To get started with one handed serving, have your child stand on the service line holding his/her racquet up above their head. Then, you stand on the other side of the net and toss the ball right to the racquet. Instruct your child can try to hit the ball back over the net. After your child gets the feel of hitting from this position, have him/her try to toss the ball up and hit it. Don’t worry about whether the toss is too high or low or where the ball lands. Just have your child try to toss and make contact. Most importantly, make it fun. Control will come with practice.
Even if your child is older, I believe that most Children with cerebral palsy can start in a regular beginner tennis class. Tennis beginners at any age do not start out “playing tennis”. They start with very simple drills that build coordination. Running is kept to a minimum in beginner tennis because beginners haven’t learned to hit the ball while standing still, let alone while running.

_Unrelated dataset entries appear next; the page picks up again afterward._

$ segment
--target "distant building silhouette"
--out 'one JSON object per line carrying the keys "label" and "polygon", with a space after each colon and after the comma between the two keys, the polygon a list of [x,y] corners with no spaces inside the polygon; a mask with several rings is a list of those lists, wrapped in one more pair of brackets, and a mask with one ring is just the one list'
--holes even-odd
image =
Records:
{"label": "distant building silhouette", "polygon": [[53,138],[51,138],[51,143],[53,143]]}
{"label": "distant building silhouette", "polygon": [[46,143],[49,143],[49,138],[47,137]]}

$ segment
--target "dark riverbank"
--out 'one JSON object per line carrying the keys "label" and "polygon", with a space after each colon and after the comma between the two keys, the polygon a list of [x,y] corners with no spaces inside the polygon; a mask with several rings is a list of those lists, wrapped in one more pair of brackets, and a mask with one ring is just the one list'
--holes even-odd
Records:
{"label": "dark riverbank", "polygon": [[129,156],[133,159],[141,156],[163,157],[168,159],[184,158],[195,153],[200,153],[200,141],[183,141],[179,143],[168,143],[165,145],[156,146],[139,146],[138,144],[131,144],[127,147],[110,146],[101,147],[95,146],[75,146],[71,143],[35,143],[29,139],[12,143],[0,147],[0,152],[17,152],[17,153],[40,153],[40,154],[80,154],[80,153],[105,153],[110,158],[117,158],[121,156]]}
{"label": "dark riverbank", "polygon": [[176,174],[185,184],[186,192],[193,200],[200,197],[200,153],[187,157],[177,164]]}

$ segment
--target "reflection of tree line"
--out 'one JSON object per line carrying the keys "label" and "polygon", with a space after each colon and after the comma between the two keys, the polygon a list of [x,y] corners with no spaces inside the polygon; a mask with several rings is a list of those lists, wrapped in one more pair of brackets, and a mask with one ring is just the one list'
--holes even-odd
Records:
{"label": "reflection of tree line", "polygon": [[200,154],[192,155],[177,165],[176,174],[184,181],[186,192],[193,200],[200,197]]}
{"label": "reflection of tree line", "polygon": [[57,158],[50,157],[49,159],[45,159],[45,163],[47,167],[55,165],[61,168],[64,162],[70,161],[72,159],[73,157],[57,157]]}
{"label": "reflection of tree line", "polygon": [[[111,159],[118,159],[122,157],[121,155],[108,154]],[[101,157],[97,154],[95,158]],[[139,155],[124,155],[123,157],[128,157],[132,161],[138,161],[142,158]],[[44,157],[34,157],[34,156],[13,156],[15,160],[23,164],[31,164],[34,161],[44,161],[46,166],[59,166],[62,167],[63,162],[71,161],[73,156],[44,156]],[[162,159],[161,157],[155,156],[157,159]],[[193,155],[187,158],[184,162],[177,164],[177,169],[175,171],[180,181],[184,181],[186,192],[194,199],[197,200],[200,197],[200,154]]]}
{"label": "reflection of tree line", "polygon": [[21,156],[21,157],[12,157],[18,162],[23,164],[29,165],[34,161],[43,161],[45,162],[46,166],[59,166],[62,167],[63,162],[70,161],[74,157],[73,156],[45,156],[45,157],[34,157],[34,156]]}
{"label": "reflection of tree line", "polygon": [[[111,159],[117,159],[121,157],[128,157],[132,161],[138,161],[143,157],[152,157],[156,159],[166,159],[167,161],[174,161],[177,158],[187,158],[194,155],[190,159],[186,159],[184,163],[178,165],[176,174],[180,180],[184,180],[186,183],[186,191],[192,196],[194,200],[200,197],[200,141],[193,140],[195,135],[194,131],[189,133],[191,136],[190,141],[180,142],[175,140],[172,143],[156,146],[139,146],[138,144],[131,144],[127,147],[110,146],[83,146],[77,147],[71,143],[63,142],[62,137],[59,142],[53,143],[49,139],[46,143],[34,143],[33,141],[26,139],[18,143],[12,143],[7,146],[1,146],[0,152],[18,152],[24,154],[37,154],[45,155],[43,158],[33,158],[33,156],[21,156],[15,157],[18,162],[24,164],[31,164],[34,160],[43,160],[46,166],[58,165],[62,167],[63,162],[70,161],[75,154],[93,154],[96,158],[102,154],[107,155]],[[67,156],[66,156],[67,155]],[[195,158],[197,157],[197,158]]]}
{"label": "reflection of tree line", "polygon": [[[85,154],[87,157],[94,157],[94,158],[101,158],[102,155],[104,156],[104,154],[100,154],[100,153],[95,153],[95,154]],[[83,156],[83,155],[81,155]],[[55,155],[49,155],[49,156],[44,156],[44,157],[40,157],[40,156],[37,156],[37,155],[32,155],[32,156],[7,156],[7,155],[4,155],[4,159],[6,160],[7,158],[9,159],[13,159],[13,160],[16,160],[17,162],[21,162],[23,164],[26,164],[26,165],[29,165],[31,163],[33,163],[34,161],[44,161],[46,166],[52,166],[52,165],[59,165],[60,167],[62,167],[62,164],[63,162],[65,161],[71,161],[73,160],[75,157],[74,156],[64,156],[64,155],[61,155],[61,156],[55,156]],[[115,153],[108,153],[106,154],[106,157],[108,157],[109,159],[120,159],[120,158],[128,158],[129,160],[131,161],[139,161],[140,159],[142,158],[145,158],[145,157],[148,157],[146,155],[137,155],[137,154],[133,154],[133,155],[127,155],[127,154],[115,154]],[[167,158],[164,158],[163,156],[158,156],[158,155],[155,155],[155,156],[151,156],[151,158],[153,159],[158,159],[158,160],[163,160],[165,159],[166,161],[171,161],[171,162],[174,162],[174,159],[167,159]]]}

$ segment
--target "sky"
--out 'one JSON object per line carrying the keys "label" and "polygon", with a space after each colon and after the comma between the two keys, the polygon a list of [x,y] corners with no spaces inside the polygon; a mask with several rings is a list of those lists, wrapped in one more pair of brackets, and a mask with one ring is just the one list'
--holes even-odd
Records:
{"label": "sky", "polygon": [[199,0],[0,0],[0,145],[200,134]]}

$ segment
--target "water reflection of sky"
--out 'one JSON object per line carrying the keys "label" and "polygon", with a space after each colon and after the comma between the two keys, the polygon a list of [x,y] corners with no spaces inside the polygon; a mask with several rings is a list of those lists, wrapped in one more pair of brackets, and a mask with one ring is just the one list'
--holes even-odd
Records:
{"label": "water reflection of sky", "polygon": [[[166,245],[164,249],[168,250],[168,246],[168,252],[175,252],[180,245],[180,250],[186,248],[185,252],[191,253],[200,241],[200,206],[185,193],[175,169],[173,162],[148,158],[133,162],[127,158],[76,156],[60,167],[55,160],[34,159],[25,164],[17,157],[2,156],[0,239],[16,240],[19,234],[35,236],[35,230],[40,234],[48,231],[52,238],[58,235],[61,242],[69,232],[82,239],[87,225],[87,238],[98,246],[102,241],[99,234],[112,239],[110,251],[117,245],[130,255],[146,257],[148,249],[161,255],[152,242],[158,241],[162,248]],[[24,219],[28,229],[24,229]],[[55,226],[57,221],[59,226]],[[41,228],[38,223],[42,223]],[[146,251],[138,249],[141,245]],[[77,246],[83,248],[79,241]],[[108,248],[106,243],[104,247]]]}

My daughter started in group lessons because she like being around the other kids. However, if your child is shy, start with a private lesson. I would suggest only a half hour private lesson to start. You also need to find a pro that likes to teach beginners and that is experienced in teaching beginner group lessons. (Some pros only know how to teach more advanced people and do not have the patience or know-how for beginners.)